Everyone needs a place to live, so pension fund investment in social housing provision is a long-term, stable source of income, derived from the rents paid by social housing tenants. The need for housing does not fluctuate with the economic cycle, and so investment in housing carries a low risk matched by a stable revenue stream over a long time period. It is normal for pension funds to include stable and predictable assets in their investment portfolios, and social housing has the advantage of being a cash flow-rich asset and should be treated as such, rather than as a tradable financial asset.

READ MORE: Lesley Riddoch: Do SNP or Greens have will to tackle Highland housing crisis?

Local authority pension funds receive their income from pension contributions out of local council tax and central government grants. All of this is public money. Together, the 11 Local Government Pension Scheme (LGPS) funds received £1.45 billion in pension contributions in 2019/20. They control assets with a total value of £45.5bn.

The LGPS has both the firepower and the public responsibility to support the building of the social housing stock we need in Scotland. In saying this, we are not advocating that pension funds should become developers or landlords themselves, but that they commit to providing investment to local authorities or housing associations to enable these providers of housing to build the stock of social housing that communities need. In return, pension funds benefit from the revenue streams derived from social housing rents.

In an independent Scotland, local authorities should be given powers to borrow themselves by issuing local authority or municipal bonds, which would be a low-risk asset suitable for pension funds to buy, thereby providing the funding for local authority spending, including spending on social housing. In this scenario, pension funds derive investment income from interest payments made on the bonds, with the local authority income to pay the interest being derived from rents.

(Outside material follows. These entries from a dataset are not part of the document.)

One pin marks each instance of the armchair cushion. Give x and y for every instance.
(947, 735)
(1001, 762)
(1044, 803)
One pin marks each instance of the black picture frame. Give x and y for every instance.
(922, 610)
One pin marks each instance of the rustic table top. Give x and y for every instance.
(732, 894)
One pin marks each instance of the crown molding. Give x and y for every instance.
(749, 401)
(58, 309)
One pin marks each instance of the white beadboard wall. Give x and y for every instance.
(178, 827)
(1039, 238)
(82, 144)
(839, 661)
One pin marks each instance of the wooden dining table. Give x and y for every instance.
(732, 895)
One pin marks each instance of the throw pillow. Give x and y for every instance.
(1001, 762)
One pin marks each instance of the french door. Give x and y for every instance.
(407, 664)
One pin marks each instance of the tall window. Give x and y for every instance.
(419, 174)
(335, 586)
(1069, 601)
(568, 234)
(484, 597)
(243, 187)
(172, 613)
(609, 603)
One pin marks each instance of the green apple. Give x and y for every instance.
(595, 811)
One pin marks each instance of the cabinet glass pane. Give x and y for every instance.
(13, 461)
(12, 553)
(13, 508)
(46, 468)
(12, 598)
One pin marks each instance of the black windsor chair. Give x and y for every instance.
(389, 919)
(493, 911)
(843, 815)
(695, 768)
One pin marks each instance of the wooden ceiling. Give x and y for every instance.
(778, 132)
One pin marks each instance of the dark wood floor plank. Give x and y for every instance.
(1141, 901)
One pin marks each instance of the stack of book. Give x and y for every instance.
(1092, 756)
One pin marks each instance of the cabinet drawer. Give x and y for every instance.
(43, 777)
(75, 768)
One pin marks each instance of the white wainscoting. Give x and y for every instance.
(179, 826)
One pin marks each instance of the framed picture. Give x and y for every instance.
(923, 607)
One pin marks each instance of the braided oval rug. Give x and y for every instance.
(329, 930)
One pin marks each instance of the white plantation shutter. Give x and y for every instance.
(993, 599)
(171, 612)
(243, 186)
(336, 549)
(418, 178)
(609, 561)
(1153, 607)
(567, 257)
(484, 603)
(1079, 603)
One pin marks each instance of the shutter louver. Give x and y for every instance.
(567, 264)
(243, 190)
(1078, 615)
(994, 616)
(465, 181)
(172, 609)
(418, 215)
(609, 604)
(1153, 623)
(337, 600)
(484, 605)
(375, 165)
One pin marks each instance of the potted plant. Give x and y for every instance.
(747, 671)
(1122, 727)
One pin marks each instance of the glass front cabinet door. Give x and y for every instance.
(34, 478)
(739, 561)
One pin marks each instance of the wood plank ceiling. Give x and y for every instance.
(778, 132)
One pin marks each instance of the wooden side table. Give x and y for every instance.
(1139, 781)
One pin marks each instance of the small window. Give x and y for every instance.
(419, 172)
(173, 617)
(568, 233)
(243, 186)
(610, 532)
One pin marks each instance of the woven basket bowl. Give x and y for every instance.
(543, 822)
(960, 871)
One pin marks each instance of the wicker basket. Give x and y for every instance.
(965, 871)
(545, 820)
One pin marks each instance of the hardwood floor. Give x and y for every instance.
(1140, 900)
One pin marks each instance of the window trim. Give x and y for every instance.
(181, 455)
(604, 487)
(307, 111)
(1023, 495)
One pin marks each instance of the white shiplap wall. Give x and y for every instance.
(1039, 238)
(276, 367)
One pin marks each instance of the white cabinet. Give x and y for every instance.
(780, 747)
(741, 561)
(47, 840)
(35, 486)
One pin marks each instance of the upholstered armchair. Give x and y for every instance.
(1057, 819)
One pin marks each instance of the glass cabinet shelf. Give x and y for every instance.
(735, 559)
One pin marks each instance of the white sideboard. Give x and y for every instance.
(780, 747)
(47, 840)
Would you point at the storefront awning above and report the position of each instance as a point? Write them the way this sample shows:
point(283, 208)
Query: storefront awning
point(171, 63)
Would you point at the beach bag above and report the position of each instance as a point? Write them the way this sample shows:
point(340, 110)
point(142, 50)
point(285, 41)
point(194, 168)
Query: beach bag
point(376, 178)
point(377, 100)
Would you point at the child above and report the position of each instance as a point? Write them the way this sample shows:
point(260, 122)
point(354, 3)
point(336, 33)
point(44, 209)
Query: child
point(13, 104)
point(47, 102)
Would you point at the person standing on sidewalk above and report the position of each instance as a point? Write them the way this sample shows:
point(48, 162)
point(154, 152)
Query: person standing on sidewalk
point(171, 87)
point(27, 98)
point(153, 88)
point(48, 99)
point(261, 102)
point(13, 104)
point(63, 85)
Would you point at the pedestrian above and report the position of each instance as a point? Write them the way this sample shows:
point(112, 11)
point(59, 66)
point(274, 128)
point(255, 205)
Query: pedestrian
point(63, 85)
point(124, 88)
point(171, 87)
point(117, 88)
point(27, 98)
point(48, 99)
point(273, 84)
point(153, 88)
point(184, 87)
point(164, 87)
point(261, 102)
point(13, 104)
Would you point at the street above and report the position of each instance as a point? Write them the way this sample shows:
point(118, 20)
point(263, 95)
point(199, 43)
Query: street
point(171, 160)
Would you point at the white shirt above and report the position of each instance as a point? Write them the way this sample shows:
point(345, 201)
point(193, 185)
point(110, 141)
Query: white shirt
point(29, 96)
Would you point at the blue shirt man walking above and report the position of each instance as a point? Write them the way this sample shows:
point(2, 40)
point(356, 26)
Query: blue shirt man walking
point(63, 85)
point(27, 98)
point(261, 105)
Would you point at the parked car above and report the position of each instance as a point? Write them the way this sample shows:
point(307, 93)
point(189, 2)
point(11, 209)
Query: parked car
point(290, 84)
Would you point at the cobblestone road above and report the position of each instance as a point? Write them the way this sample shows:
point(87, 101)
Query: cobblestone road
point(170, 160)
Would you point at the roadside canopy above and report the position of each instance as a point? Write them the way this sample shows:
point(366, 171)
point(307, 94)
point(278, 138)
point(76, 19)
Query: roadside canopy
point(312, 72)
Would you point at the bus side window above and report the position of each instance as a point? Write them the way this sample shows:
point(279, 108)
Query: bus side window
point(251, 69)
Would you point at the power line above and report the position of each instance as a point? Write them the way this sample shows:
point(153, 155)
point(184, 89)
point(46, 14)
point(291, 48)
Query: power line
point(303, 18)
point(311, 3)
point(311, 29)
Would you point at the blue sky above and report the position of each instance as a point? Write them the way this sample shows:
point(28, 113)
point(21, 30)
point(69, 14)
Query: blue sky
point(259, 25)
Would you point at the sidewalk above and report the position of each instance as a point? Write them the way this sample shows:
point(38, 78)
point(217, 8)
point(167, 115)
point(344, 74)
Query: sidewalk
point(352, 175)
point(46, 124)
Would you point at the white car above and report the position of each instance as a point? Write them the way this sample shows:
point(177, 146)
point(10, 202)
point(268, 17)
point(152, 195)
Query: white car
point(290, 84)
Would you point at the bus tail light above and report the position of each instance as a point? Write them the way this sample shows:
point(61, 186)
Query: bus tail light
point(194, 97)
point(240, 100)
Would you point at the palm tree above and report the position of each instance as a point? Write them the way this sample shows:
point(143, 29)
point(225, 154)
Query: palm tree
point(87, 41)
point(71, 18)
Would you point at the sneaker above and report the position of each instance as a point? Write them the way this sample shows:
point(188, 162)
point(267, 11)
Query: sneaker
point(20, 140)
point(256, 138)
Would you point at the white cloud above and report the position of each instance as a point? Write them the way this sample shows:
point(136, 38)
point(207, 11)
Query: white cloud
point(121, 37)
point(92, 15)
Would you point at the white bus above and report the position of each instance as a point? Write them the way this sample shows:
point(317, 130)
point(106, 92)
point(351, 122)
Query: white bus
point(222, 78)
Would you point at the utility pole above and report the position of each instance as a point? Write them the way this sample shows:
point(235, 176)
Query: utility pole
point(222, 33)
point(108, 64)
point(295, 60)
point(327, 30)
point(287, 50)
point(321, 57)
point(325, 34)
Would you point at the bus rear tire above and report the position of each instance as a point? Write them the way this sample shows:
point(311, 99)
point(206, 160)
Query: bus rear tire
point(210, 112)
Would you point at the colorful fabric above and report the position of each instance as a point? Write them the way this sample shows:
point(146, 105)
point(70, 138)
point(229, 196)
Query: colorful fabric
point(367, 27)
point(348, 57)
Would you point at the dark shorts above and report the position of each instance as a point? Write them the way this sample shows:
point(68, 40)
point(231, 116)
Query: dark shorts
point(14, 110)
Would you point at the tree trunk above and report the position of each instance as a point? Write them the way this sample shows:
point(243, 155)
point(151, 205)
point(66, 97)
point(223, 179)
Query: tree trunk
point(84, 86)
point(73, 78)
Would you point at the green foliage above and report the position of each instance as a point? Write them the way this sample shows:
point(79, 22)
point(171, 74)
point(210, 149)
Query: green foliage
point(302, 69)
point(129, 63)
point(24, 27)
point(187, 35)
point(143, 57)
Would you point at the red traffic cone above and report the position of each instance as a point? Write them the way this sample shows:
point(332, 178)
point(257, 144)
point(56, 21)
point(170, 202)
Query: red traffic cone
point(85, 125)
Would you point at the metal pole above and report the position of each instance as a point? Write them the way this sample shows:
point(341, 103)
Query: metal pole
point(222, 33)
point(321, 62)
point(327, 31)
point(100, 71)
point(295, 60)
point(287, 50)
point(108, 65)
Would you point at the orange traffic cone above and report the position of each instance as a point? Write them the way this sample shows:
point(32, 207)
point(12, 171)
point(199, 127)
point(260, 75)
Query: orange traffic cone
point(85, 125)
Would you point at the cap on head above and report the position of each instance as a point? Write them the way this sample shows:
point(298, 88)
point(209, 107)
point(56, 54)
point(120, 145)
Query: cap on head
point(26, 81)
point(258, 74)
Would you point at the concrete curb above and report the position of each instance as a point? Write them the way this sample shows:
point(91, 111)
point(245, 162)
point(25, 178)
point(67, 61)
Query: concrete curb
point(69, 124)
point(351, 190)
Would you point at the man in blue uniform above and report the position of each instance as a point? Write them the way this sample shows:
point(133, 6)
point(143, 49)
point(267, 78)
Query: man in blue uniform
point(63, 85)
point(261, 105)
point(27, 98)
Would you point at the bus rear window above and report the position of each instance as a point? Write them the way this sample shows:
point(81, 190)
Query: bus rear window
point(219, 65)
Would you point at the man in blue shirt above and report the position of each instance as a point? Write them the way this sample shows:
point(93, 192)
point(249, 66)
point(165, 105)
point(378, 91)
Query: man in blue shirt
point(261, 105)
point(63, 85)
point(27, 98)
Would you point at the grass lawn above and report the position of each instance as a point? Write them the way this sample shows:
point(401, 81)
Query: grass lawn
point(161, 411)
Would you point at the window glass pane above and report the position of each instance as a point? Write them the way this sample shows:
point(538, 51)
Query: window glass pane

But here is the rub: social housing rents and other day-to-day spending by households which accrue as investment income to pension funds constitute a flow of wealth from those who do not have the benefit of a pension fund to those who do. This is one of the factors reinforcing other underlying causes of social inequality. It is also a compelling reason for Scotland to have a single national pension fund in which all citizens are members. If all citizens benefit from a single national fund, then all the pension contributions into the fund and all the investment income, from whatever source, benefits all. When households spend, they will also be contributing something to their own future pensions.

A single national pension fund is for the future. Meanwhile, our local authority pension funds have the capacity to support the expansion of Scotland’s social housing stock. It is our locally elected councillors who sit on the pension committees of the 11 LGPS funds. It seems unlikely that the financial professionals working in LGPS fund management or as advisers to the funds will take the view that investing in social housing sits well within current investment mandates. However, investment mandates are ultimately set by pension committees. What we need our elected representatives to do is redefine the mandates they set.

Elected councillors on pension committees need to be asking their advisers, “how can our pension fund help provide the investment needed to support our productive economy, and to provide the infrastructure and housing we need in order to make the transition to a zero-carbon economy in the shortest time possible, whilst also fulfilling our duty to the beneficiaries of the fund?” The answers to this question are what will define the investment mandates which direct how pension funds invest in the future.

LGPS fund investment mandates can be changed now. This doesn’t have to wait until independence, and if mandates are changed now, so that pension funds provide investment in our economy, infrastructure and housing, Scotland will reach the start of our post-independence journey from a much stronger position.